Effect of pouring temperature on cooling slope casting of semi-solid Al-Si-Mg alloy

Present trend of semi-solid processing is directed towards rheocasting route which allows manufacturing of near-net-shape cast components directly from the prepared semi-solid slurry. Generation of globular equi-axed grains during solidification of rheocast components, compared to the columnar dendritic structure of conventional casting routes, facilitates the manufacturing of components with improved mechanical properties and structural integrity. In the present investigation, a cooling slope has been designed and indigenously fabricated to produce semi solid slurry of Al-Si-Mg (A356) alloy and successively cast in a metallic mould. The scope of the present work discusses about development of a numerical model to simulate the liquid metal flow through cooling slope using Eulerian two-phase flow approach and to investigate the effect of pouring temperature on cooling slope semi-solid slurry generation process.
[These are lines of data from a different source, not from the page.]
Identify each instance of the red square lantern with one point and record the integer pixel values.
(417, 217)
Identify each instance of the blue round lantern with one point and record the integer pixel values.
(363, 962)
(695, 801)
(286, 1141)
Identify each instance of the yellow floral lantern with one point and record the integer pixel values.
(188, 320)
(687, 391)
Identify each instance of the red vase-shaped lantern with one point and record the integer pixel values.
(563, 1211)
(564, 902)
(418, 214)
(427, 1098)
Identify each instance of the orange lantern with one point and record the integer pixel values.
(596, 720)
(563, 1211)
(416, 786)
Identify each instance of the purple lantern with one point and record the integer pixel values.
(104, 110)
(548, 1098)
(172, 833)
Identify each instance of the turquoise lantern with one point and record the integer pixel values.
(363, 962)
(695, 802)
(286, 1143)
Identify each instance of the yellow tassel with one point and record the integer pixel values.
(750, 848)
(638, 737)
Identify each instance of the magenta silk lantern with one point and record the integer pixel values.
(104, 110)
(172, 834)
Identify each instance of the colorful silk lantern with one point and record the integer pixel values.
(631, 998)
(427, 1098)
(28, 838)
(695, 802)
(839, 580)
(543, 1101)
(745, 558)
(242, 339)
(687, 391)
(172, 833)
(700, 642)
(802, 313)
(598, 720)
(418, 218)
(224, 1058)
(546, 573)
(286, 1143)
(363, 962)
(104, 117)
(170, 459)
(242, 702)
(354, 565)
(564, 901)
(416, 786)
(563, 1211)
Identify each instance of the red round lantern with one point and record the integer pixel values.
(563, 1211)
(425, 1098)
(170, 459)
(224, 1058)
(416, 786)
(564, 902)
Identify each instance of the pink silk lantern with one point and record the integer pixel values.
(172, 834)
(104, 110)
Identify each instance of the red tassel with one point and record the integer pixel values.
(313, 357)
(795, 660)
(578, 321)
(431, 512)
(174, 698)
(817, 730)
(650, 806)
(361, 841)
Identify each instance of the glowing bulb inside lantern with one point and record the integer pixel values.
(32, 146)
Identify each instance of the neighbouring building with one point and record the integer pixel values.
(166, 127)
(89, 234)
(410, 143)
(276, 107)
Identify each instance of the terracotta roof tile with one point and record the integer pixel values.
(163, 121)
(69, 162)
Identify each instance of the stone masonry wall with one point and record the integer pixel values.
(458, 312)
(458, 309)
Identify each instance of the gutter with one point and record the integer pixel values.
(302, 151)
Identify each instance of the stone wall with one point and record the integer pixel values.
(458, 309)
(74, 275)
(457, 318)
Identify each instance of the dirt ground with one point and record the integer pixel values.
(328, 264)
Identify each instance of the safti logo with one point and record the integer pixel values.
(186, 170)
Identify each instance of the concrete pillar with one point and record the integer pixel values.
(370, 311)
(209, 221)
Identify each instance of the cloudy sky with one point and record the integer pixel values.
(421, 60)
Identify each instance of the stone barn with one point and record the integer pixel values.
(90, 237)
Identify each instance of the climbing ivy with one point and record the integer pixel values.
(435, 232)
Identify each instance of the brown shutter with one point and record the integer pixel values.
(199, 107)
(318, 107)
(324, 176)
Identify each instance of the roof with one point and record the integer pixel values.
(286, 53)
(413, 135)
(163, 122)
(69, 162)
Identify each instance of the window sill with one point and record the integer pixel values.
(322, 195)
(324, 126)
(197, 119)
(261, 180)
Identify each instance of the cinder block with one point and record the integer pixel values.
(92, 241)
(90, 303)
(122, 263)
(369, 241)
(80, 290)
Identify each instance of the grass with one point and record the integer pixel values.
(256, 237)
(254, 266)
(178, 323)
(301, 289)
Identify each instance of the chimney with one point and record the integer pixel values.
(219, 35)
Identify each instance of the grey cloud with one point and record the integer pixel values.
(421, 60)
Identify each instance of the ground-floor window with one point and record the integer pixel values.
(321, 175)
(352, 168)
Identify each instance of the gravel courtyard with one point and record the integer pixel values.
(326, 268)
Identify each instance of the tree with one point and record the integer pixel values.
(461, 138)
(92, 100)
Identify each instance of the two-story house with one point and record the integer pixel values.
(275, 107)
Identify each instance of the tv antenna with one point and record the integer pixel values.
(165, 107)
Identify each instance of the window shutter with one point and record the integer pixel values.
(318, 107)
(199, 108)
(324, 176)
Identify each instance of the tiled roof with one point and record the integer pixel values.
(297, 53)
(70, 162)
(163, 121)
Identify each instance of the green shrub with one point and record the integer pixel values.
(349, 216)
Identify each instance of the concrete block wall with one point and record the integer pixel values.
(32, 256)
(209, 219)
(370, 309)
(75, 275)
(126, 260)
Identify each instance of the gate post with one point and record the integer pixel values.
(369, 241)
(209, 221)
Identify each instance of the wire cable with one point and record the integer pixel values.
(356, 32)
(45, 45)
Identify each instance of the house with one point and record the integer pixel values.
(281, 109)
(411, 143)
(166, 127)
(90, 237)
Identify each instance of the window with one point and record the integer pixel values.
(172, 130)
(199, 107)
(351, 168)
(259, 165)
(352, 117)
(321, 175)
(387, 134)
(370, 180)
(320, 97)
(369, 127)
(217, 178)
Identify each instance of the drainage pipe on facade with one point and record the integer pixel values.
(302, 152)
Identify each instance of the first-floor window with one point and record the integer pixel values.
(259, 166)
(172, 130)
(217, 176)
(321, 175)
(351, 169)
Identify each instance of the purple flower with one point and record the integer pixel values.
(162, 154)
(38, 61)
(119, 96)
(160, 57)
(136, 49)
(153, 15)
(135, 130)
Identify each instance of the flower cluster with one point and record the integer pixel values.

The two phases considered in the present model are liquid metal and air. Solid fraction evolution of the solidifying melt is tracked at different locations of the cooling slope, following Schiel's equation. The continuity equation, momentum equation and energy equation are solved considering thin wall boundary condition approach. During solidification of the liquid metal, a modified temperature recovery scheme has been employed taking care of the latent heat release and change of fraction of liquid. The results obtained from simulations are compared with experimental findings and good agreement has been found.